If you like seeing my recipes subscribe via email in the upper right, or with push notifications using the red bell.
Or, connect with me on your favorite social media channel for recipes, photos, and much, much more:
And find my shop on Amazon for recommendations on cool tools
Cook’s Country Dakota Bread Recipe
- 3 tablespoons raw unsalted pepitas
- 3 tablespoons raw unsalted sunflower seeds
- 1 teaspoon raw sesame seeds
- 1 teaspoon poppy seeds
- 2 cups hot water
- 1 ½ cups 7-grain hot cereal mix
- 2 tablespoons honey
- 2 tablespoons vegetable oil
- 3 ½ cups bread flour
- 1 ½ teaspoons salt
- 1 teaspoon instant or rapid-rise yeast
- 1 large egg, lightly beaten
- In a small bowl, combine pepitas, sunflower seeds, sesame seeds, and poppy seeds. Set aside.

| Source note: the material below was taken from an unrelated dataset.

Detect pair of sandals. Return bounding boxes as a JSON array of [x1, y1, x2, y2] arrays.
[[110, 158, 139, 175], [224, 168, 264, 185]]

- In bowl of stand mixer, combine hot water, cereal mix, honey, and oil and let sit for 10 minutes.
- Add flour, salt, and yeast to cereal mixture. Fit stand mixer with dough hook and knead on low speed until dough is smooth and elastic, about 5 minutes.
- Remove 2 tablespoons of the seed mix and reserve for the topping, and add the remaining seed mix to the dough, and mix for 1 additional minute.
- Turn out dough onto lightly floured surface, and knead until seeds are evenly distributed, about 2 minutes.
- Oil a large bowl, and add the dough to the oiled bowl. Flip the dough over so that both sides of the dough have a small amount of oil on them, and cover the bowl with plastic wrap. Let dough rise at room temperature until doubled in size and fingertip depression in dough springs back slowly, 60 to 90 minutes.
- Turn dough out onto a lightly floured surface, and punch down. Knead dough a few times, and place on a rimmed baking sheet that’s been lined with parchment paper. Shape dougn into a round ball, and cover loosely with plastic wrap. Let rise at room temperature until doubled in size, about 1 hour.
- Adjust oven racks to upper-middle and lowest positions and heat oven to 425 ° F.
- Using sharp knife, make ¼ inch-deep X in the top of the dough. Brush dough with beaten egg, and sprinkle remaining 2 tablespoons seed mixture evenly over top, pressing some of the seeds onto the sides.
Place a loaf pan on lowest oven rack and fill with 1 cup of hot water. Place baking sheet with dough loaf on upper-middle rack and immediately reduce oven to 375° F. Bake until crust is dark brown, about 45 minutes or until an instant read thermometer reads 200° F. Transfer loaf to wire rack and let cool completely.